‘Take us?’ I asked.
‘You, my young one, are to go into exile,’ he said to me, ‘they will be after what you know. And you, preceptor,’ he continued, ‘the grand master has found a place for you in another preceptory under a false name, since there are men in your own order who are in league with the crown of France, so we must be cunning. Come, there is little time.’
I looked up to the monastery. ‘Asa and the others?’
‘Carcasses, all of them,’ the older man said.
‘Where will I go? Master, do not leave me,’ I whispered, sinking to the ground with exhaustion.
27
Capitulum
Draught of forgetfulness
We travelled to the little city of Prats de Mollo, a retreat in times gone by for the kings of Aragon. Here we were kindly treated, given some hot broth, and the lord acquired more horses and provisions for our long and difficult journey.
It was as we thawed a little in the pale mid-morning sun, after having changed into laymen’s clothes, that my master and I had a moment alone.
Eisik had, some moments before, said his tearful goodbyes and had left us to pray.
Now, my master was chewing some herbs. His eyes and the crease in his brow echoed the pain that my heart also felt, for how does one say goodbye?
I sat motionless, not wishing to utter the words that I knew must be said. Not wishing to turn my mind to Setubar’s words in the tunnels. Instead I looked out at the mountains beyond the walls of the city and to what must be Spain. All was grey and milky white, silent, still, and peaceful, the river on one side and the endless range of mountains on the other. Everything spoke to me of the duality of existence, a sign of our fragility in the presence of godly designs. I watched the swineherds and the shepherds moving their animals beyond the great gates, and I breathed the air, cold and moist, into my lungs. Were we not like those poor creatures, that, unguided, never proceed directly, but diverge here and there, always at the mercy of the mystery of the paradox, the contractions that rule the cosmos? Were we tended lovingly by the great shepherd, safeguarded from perils to attain that one ultimate goal to which our entire lives have been directed? To inevitably succumb to death? I had tasted death and it was not bitter, but neither was life whose brilliance spoke of that other and yet, in some ways, differently. I looked to my master. Perhaps my face had gained some wisdom, and lost some innocence, for he smiled and caught me in his embrace, patting me on the back with great affection.
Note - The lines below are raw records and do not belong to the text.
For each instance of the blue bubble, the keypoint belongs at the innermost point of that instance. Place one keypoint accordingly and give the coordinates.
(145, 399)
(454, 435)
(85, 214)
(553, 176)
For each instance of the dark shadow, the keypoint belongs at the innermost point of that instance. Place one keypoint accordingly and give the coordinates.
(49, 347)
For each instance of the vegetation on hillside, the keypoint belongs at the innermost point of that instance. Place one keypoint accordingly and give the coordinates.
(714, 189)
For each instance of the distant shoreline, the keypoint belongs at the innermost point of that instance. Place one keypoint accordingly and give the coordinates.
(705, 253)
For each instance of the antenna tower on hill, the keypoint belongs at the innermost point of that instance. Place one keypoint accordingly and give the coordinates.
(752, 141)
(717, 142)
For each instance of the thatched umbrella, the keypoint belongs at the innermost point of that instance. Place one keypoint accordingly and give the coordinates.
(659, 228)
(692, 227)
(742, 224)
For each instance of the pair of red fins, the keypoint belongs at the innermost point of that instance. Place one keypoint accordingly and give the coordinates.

He looked in the direction of the abbey, to the majesty of nature that was only a mirror of our Lord’s countenance. ‘An unjust king once asked a holy man what was more excellent than prayer. The holy man replied that it was for the king to remain asleep until midday, for in this one interval he would not afflict mankind.’ He looked at me. ‘What have we done, Christian? It is all lost…the Gospel is gone forever!’ he sighed.
I was silent for a long time, thinking again a great many things, and then I spoke to him, for the first and last time, concerning these things.
‘No, master,’ I said, ‘I believe all is not lost. You only say this because you grieve for those material things you fear were destroyed. But you must remember what you have always taught me; that nothing in this universe disappears. It is merely transformed, in the same way the alchemists make steam out of water and water out of steam . . .’
‘It is a good argument, Christian, but what little consolation it gives me! I am torn between sadness that the only evidence of the gospel is gone, and relief that it did not survive to end up in some bastion of a library, the property of a few who long only to caress each page as if it were a woman’s thigh. Perhaps war is less complicated? I long for some act of will, to leave all this thinking to someone else.’
‘But master, the parchments were only outward signs from which shines an outward truth. Remember Plato’s cave?’
‘That is true, I have taught you well.’ He smiled and there was a strange weariness in his eyes, ‘but you must know, Christian, that a man of science can only ever hope to see phantoms, praying that they will lead him ultimately to the reality that lies behind them. I am afraid that I have devoted my life (and risked yours) to preserving the fire in order that I may see the shadow, indeed it has been wasted. Perhaps Setubar was right? Man should not thirst for something that he can never attain or scarcely formulate. It is the curse of my race that we thirst . . . The inquisitor was right, nothing can alter the colour of a man’s blood.’
‘And you have Christ in your blood, he is in your thinking, in your feeling, in your willing. I have seen it! I know now what you have been trying to tell me. Christ did not die. You were right, master, he lives in our hearts, in our blood. The black cross signifies nothing. Remember how you once told me that one must look for the antichrist in the eyes of a man? You were right there, too, for I saw him in the inquisitor, and I saw him in Setubar also. This is the stamp of the antichrist: ugliness and ignorance. I saw both in those men because they were blind, their vision was distorted and so it could not see a world that speaks to us of beauty, of divinity. Is it not by learning to read the book of nature with the eyes of faith that we come to recognise the drop of divinity that resides in our own souls though hidden, master? In the end is this not faith; to seek the light that takes us further, the light of Christ that brings that to which reason and knowledge alone can never raise itself? This is truth! I am certain of it, and you are a seeker of truth!’